Estaremos alerta se cuidarmos com esmero da oração pessoal, que evita a tibieza e, com ela, a morte dos desejos de santidade; estaremos vigilantes se não descurarmos os pequenos sacrifícios, que nos mantêm despertos para as coisas de Deus. Estaremos atentos mediante um exame de consciência delicado, que nos faça ver os pontos em que nos estamos separando, quase sem o percebermos, do nosso caminho.
“Irmãos – diz-nos São Bernardo –, a vós, como às crianças, Deus revela o que ocultou aos sábios e entendidos: os autênticos caminhos da salvação. Meditai neles com suma atenção. Aprofundai no sentido deste Advento. E, sobretudo, observai quem é Aquele que vem, de onde vem e para onde vem; para quê, quando e por onde vem. É uma curiosidade boa. A Igreja universal não celebraria com tanta devoção este Advento se não contivesse algum grande mistério” 12.

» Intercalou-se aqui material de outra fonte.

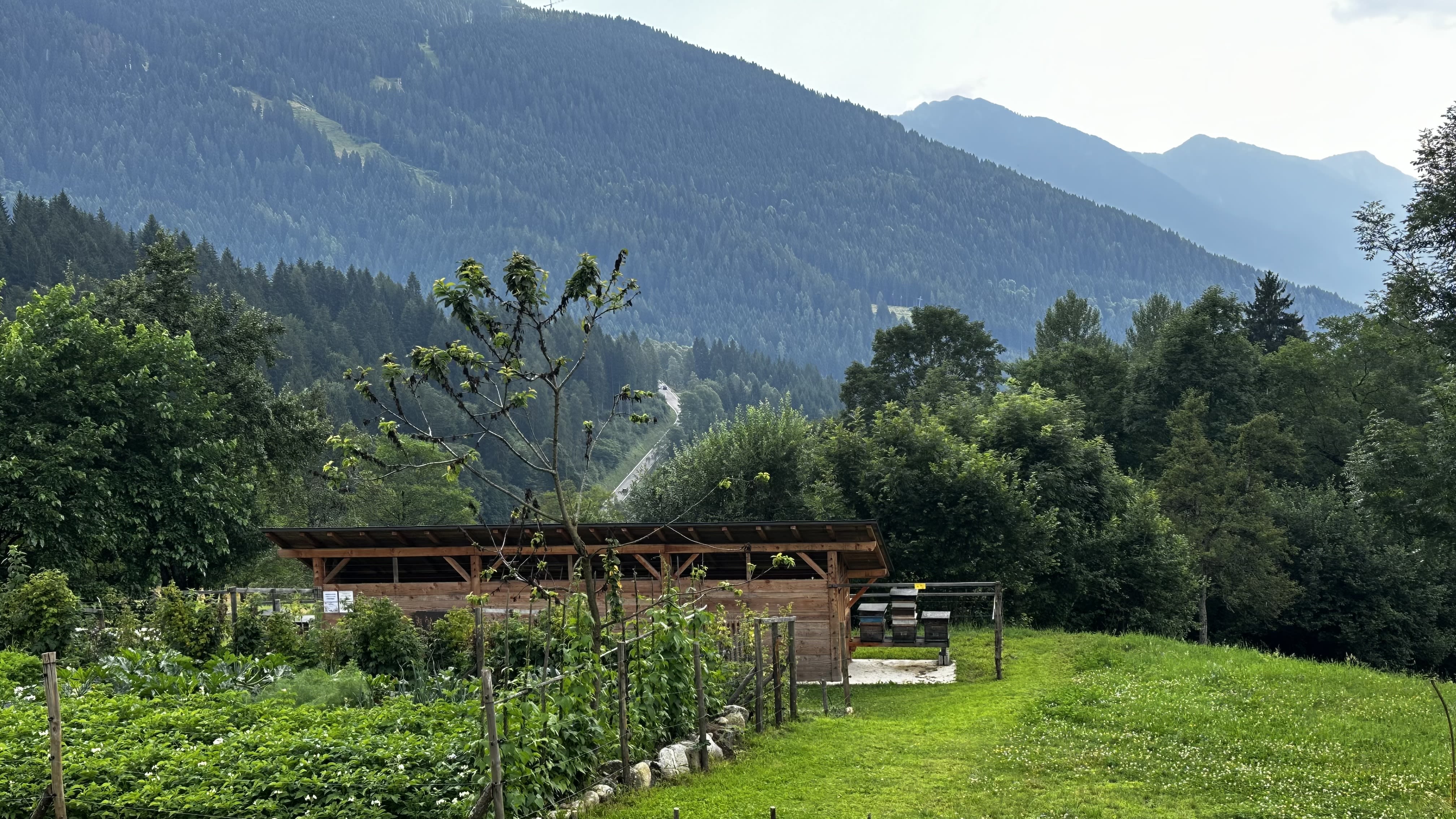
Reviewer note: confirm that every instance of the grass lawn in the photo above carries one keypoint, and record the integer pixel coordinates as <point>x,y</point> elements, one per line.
<point>1096,726</point>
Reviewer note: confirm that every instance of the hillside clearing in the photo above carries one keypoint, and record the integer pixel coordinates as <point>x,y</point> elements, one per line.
<point>1097,726</point>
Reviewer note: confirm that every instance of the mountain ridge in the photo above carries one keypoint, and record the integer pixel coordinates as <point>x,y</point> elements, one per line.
<point>1190,190</point>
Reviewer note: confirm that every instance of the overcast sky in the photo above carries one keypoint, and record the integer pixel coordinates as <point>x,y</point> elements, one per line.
<point>1309,78</point>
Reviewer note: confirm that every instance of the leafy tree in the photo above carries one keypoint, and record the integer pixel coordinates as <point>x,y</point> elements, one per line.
<point>937,339</point>
<point>1218,500</point>
<point>43,612</point>
<point>1148,320</point>
<point>520,333</point>
<point>188,623</point>
<point>1420,283</point>
<point>1076,359</point>
<point>1202,349</point>
<point>1269,318</point>
<point>117,463</point>
<point>1365,591</point>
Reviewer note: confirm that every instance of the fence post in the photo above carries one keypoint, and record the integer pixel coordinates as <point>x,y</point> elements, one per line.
<point>702,707</point>
<point>794,674</point>
<point>999,619</point>
<point>778,681</point>
<point>488,705</point>
<point>480,640</point>
<point>622,712</point>
<point>758,677</point>
<point>53,713</point>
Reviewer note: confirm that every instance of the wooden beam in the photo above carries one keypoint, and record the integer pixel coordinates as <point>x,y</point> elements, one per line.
<point>458,567</point>
<point>814,566</point>
<point>643,560</point>
<point>335,570</point>
<point>686,563</point>
<point>634,549</point>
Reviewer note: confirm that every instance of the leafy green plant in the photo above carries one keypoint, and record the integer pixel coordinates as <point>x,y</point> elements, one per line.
<point>18,668</point>
<point>188,624</point>
<point>43,612</point>
<point>381,637</point>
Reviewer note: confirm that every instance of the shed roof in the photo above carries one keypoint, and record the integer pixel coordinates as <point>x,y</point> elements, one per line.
<point>859,543</point>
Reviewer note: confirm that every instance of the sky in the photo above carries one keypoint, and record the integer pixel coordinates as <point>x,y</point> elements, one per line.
<point>1309,78</point>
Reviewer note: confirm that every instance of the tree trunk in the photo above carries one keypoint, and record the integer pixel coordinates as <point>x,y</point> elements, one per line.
<point>1203,616</point>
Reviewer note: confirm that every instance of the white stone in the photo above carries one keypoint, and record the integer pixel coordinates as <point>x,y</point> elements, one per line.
<point>641,776</point>
<point>673,761</point>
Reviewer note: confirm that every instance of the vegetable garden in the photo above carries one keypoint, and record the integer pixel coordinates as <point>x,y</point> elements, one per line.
<point>153,732</point>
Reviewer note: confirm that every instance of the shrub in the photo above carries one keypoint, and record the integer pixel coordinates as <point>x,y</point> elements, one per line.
<point>18,668</point>
<point>250,637</point>
<point>381,639</point>
<point>280,634</point>
<point>43,612</point>
<point>452,640</point>
<point>186,624</point>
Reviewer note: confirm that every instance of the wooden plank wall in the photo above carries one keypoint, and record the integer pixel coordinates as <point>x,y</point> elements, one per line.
<point>819,608</point>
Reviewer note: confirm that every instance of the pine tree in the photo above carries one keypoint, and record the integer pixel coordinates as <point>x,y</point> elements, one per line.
<point>1269,320</point>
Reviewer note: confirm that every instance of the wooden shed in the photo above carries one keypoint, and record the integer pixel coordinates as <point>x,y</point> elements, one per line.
<point>432,569</point>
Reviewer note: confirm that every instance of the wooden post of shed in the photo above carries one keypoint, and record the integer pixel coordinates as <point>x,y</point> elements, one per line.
<point>53,715</point>
<point>999,619</point>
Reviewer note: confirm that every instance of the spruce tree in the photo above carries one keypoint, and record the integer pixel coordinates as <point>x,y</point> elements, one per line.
<point>1269,320</point>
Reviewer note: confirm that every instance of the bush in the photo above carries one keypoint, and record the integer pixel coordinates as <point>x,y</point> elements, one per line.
<point>186,624</point>
<point>280,634</point>
<point>250,637</point>
<point>381,639</point>
<point>43,612</point>
<point>18,668</point>
<point>452,640</point>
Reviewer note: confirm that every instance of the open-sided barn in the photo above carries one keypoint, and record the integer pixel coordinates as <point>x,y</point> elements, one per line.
<point>432,569</point>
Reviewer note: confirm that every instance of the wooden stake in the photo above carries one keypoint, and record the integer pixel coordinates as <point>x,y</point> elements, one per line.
<point>778,681</point>
<point>794,675</point>
<point>758,677</point>
<point>702,707</point>
<point>622,712</point>
<point>53,715</point>
<point>488,705</point>
<point>999,619</point>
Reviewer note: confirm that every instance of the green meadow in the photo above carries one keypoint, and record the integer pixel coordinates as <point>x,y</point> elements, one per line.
<point>1094,726</point>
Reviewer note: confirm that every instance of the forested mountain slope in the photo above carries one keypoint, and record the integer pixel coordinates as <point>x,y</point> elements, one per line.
<point>404,136</point>
<point>344,318</point>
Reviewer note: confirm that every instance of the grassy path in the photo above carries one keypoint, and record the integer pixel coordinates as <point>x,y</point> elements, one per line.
<point>1096,726</point>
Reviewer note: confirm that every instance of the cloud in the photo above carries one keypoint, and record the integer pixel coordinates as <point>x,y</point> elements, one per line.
<point>1440,12</point>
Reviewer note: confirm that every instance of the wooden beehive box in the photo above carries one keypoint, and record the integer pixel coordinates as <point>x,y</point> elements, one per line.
<point>905,629</point>
<point>873,623</point>
<point>937,627</point>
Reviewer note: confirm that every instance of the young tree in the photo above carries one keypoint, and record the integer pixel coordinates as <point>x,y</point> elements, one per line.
<point>117,457</point>
<point>1076,359</point>
<point>1216,499</point>
<point>1202,349</point>
<point>1269,320</point>
<point>937,339</point>
<point>520,340</point>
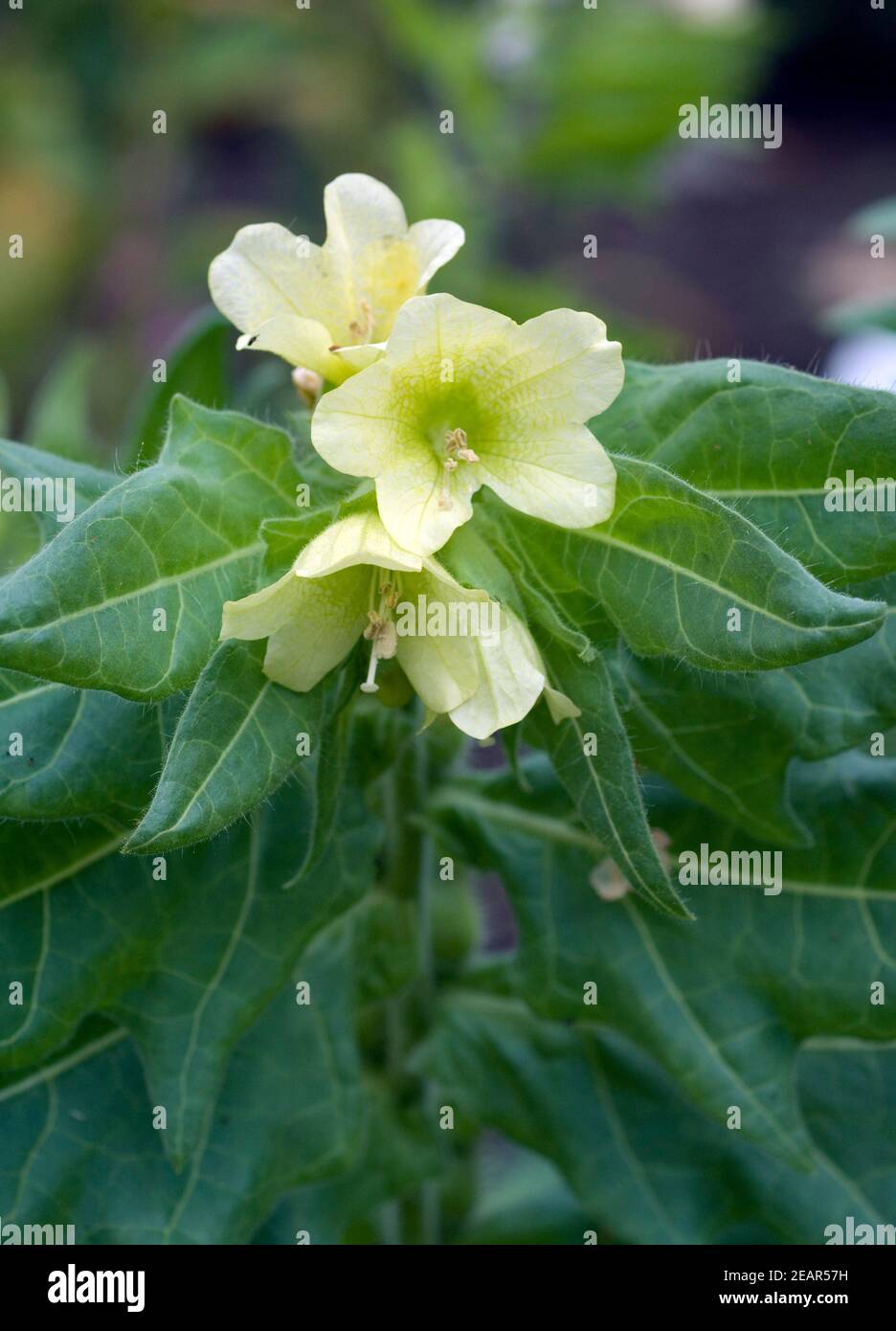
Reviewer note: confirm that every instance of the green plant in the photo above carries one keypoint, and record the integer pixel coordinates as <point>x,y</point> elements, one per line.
<point>251,988</point>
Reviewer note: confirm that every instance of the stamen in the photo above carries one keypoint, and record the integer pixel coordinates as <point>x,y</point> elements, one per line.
<point>369,686</point>
<point>382,634</point>
<point>456,446</point>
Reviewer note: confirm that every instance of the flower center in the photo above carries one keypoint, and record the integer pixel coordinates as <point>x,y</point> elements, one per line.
<point>456,450</point>
<point>381,631</point>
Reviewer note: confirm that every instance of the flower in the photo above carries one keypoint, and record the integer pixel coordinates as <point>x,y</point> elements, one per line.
<point>353,580</point>
<point>463,396</point>
<point>326,307</point>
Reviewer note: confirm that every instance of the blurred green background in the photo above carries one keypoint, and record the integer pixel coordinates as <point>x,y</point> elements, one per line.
<point>565,125</point>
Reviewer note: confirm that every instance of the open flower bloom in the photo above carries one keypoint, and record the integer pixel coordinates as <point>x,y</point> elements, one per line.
<point>351,580</point>
<point>465,396</point>
<point>326,307</point>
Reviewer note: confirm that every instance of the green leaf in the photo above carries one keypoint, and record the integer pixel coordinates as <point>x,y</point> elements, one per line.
<point>723,1003</point>
<point>644,1166</point>
<point>81,751</point>
<point>186,951</point>
<point>593,758</point>
<point>728,740</point>
<point>180,536</point>
<point>58,420</point>
<point>196,368</point>
<point>89,484</point>
<point>237,740</point>
<point>767,444</point>
<point>395,1154</point>
<point>78,1139</point>
<point>671,563</point>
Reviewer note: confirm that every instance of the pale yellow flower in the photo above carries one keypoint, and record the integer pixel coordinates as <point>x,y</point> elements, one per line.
<point>463,396</point>
<point>329,307</point>
<point>353,580</point>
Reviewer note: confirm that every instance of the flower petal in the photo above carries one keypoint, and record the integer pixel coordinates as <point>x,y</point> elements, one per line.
<point>436,242</point>
<point>559,706</point>
<point>360,209</point>
<point>442,335</point>
<point>268,273</point>
<point>559,368</point>
<point>357,539</point>
<point>310,625</point>
<point>262,613</point>
<point>302,342</point>
<point>409,495</point>
<point>357,427</point>
<point>563,475</point>
<point>511,679</point>
<point>330,617</point>
<point>360,357</point>
<point>442,667</point>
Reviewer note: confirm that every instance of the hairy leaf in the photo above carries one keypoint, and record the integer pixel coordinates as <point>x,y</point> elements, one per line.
<point>179,538</point>
<point>769,443</point>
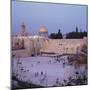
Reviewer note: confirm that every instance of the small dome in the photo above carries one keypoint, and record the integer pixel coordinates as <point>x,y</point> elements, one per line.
<point>43,29</point>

Santa Maria, que é a nossa Esperança, ajudar-nos-á a melhorar neste tempo do Advento. Ela espera com grande recolhimento interior o nascimento do seu Filho, que é o Messias. Todos os seus pensamentos se dirigem para Jesus, que nascerá em Belém. Junto dEla, ser-nos-á fácil preparar a nossa alma para que a chegada do Senhor não nos encontre absorvidos em coisas que têm pouca ou nenhuma importância diante de Deus.
(1) Oração coleta da Missa do primeiro domingo do Advento
(2) cfr. R. A. Knox, Sermão sobre o Advento, 21-XII-1947
(3) Jo 1, 11
(4) cfr. Rom 13, 11
(5) Salmo responsorial da Missa da segunda-feira da primeira semana do Advento
(6) 1 Jo 2, 16
(7) Bem-aventurado Josemaría Escrivá, É Cristo que passa, ns. 5-6, Quadrante, São Paulo, 1975
(8) Sl 24; Salmo responsorial da Missa do primeiro domingo do Advento, ciclo C
(9) Mc 13, 33-37; Evangelho da Missa do primeiro domingo do Advento, ciclo B
(10) cfr. 1 Tess 5, 4-11
(11) Santa Teresa, Caminho de perfeição, 19, 13
(12) São Bernardo, Sermão sobre os seis aspectos do Advento, 1.
Fonte: “Falar com Deus”, vol. I, Quadrante, São Paulo, 2004.